A life of tragedy and resilience Biden calls time on consequential political career
The Guardian|July 22, 2024
Joe Biden's historic decision yesterday to step down as the Democratic nominee for president signals an imminent end to one of the most consequential American political careers.
Martin Pengelly
A life of tragedy and resilience Biden calls time on consequential political career

At 81, the oldest president ever sworn in has finally yielded to time - and his own party. Someone else, most likely the vice-president, Kamala Harris, will face Donald Trump in November.

Biden will remain in the White House until 20 January, but Democrats and Republicans will soon survey something new: a political landscape without Joe Biden at its centre.

Born in Scranton, Pennsylvania in 1942, Biden attended the University of Delaware and Syracuse law school, became a public defender, then entered politics.

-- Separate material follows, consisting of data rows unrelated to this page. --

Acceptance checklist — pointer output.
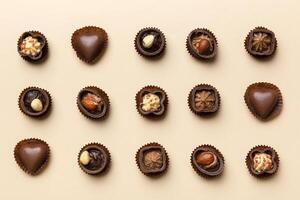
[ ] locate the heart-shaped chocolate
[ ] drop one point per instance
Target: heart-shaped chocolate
(32, 155)
(264, 100)
(89, 42)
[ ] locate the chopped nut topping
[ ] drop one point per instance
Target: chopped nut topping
(205, 99)
(31, 46)
(151, 102)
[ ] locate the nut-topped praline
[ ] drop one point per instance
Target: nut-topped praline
(150, 42)
(207, 161)
(262, 161)
(151, 102)
(202, 44)
(152, 159)
(93, 102)
(94, 158)
(261, 42)
(33, 46)
(34, 101)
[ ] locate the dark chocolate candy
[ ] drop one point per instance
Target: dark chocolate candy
(32, 155)
(89, 42)
(264, 100)
(152, 159)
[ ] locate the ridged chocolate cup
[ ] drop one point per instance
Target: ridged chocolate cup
(19, 161)
(163, 102)
(106, 103)
(103, 150)
(277, 108)
(101, 49)
(191, 49)
(139, 159)
(141, 50)
(206, 173)
(192, 104)
(46, 103)
(249, 38)
(262, 149)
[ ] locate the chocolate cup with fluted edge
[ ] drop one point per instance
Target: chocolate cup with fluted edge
(43, 95)
(163, 102)
(159, 44)
(89, 43)
(44, 46)
(139, 157)
(264, 100)
(262, 149)
(32, 155)
(249, 46)
(192, 103)
(193, 52)
(104, 163)
(98, 114)
(210, 172)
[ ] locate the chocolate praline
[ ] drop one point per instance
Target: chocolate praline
(207, 161)
(152, 159)
(150, 42)
(33, 46)
(151, 102)
(202, 44)
(260, 42)
(93, 103)
(35, 102)
(262, 161)
(89, 43)
(264, 100)
(204, 99)
(32, 155)
(94, 158)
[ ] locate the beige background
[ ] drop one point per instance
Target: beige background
(122, 72)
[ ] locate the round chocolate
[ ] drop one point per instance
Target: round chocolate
(151, 102)
(34, 101)
(202, 44)
(150, 42)
(262, 161)
(93, 103)
(264, 100)
(207, 161)
(260, 42)
(152, 159)
(98, 158)
(89, 42)
(33, 46)
(204, 99)
(32, 155)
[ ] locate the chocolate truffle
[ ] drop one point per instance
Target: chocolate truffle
(152, 159)
(262, 161)
(94, 158)
(34, 101)
(261, 42)
(207, 161)
(202, 44)
(33, 46)
(150, 42)
(264, 100)
(89, 43)
(151, 102)
(204, 99)
(93, 102)
(32, 155)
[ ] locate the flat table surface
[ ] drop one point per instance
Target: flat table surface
(121, 72)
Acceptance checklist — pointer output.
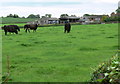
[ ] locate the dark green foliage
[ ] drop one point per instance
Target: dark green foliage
(108, 72)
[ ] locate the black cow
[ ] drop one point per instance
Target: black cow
(29, 27)
(11, 29)
(67, 27)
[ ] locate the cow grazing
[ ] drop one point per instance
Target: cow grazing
(11, 29)
(29, 27)
(67, 27)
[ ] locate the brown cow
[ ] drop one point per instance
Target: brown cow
(67, 27)
(29, 27)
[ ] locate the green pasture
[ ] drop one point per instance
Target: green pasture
(49, 55)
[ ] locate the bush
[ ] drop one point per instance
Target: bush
(107, 72)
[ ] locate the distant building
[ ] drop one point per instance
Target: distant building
(92, 19)
(46, 20)
(69, 18)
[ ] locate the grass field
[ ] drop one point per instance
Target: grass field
(49, 55)
(16, 20)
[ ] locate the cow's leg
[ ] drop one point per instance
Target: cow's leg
(26, 30)
(29, 30)
(5, 32)
(65, 31)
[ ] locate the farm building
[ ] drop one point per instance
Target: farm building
(46, 20)
(69, 18)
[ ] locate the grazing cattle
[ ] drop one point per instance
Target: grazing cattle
(11, 29)
(29, 27)
(67, 27)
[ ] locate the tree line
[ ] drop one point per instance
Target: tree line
(35, 16)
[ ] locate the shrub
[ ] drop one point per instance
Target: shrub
(107, 72)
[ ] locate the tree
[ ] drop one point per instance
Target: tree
(63, 15)
(10, 15)
(104, 18)
(15, 16)
(48, 15)
(33, 16)
(86, 15)
(118, 10)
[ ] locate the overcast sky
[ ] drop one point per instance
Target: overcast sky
(57, 7)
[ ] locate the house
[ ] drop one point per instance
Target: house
(69, 18)
(46, 20)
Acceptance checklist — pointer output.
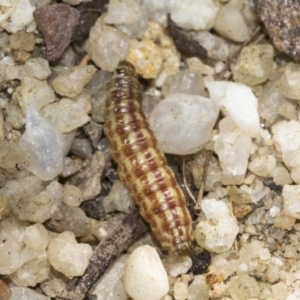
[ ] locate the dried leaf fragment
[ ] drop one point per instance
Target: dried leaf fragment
(282, 21)
(57, 23)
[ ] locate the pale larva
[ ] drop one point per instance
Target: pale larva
(141, 165)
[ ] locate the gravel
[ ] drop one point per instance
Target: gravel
(218, 93)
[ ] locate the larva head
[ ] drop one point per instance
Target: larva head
(125, 68)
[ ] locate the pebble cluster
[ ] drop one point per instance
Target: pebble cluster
(224, 100)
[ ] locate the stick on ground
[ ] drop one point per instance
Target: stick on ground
(120, 238)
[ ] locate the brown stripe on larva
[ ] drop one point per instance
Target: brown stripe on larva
(141, 165)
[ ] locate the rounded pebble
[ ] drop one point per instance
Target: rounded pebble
(144, 275)
(183, 123)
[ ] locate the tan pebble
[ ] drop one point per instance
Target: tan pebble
(240, 211)
(5, 293)
(21, 56)
(146, 58)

A natural campaigner, in 1972, he ran for US Senate aged 29, scoring a huge upset over J Caleb Boggs, a two-term Republican more than twice his age.

The same year voters gave the Republican Richard Nixon a landslide win. Nixon was the 37th president. In 2021, Biden would become the 46th. In that 49-year span, as eight presidents came and went, Biden was a senator for 36 years, vice-president for eight.

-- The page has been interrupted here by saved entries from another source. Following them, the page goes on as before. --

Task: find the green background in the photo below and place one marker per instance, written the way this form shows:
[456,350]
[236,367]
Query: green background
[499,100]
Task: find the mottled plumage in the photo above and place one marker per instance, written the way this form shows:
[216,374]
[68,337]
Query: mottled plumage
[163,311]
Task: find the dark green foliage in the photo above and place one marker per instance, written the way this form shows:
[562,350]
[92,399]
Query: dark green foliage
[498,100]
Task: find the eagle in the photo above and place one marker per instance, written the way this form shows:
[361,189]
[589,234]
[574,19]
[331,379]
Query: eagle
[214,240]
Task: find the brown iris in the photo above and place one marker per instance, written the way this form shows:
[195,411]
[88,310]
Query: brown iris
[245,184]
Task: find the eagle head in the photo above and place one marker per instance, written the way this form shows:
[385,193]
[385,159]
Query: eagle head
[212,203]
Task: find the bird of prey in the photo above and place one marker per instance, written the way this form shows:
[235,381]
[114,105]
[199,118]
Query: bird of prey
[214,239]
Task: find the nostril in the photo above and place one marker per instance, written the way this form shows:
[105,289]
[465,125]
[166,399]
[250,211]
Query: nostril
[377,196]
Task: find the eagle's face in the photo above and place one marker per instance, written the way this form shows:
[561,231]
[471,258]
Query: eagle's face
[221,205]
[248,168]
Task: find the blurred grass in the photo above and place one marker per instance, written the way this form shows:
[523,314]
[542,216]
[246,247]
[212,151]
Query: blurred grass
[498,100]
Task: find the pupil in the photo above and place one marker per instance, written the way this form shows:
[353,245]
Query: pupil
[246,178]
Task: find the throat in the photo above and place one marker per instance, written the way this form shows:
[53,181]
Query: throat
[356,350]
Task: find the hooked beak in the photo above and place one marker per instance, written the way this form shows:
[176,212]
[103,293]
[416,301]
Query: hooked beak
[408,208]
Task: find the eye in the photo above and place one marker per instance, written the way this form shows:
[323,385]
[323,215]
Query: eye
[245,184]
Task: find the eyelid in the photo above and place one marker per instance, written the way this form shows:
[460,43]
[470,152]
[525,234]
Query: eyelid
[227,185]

As a junior senator, Biden suffered his first, but not last, tragedy when a car crash killed his wife, Neilia Biden, and one-yearold daughter, Naomi, at Christmas in 1972. He became known for riding the rails, from Delaware to Washington and back, to care for his sons, Beau and Hunter.

He married his second wife, Jill Jacobs, in 1977, and their daughter, Ashley, was born four years later.